I stammered for a moment, trying to puzzle out how to respond in a way that would clarify the apparent misunderstanding. I was sure that I’d spoken clearly. The car was upside down. Its color and make would no longer be its most distinguishing features. I said, “I don’t know. It’s dark and I’m on my way out there.”
The driver was laying in the street with his arm pinned under the roof of the car. In the darkness, I read the print on his t-shirt as blood pooling across his chest. I was sure that his arm was flattened to pulp.
My neighbor was already standing over him. He asked, “Is there anyone else in the car?”
The driver answered, “No. Just me. I’m sorry. I’m sorry. I messed up.”

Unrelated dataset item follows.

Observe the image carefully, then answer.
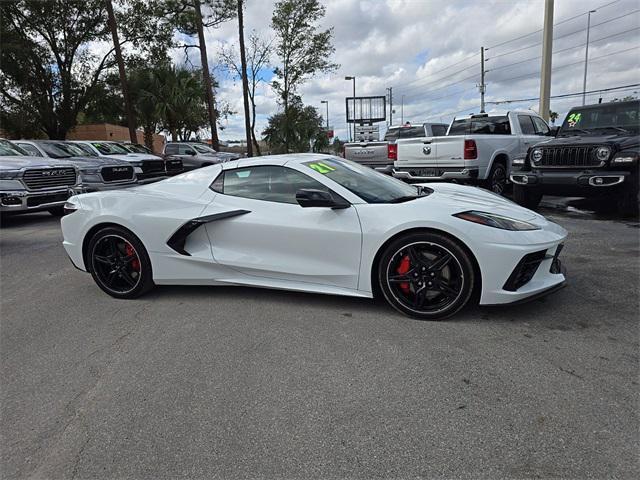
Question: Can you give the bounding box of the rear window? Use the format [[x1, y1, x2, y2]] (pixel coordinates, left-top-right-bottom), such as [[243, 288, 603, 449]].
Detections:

A group of neighbors tried to lift the car off of him. We barely nudged it, but he got his arm free. Then he jumped straight up and fell straight back down to the pavement. He tried to stand again and I grabbed hold to keep him from crashing to the ground. He careened backwards several steps, pulling me with him. When his feet stopped moving, I regained control and eased him down to the sidewalk into a seated position.
I could see more clearly after getting him away from the car. His shirt was clean. The only blood that was visible was a scratch on his face. When the police came, I told them his arm was injured. He would need first aid. He said, “No. My arm is fine, and demonstrated that he’d retained his arms’ full range of movement by stretching them out and back in an aerobic fashion.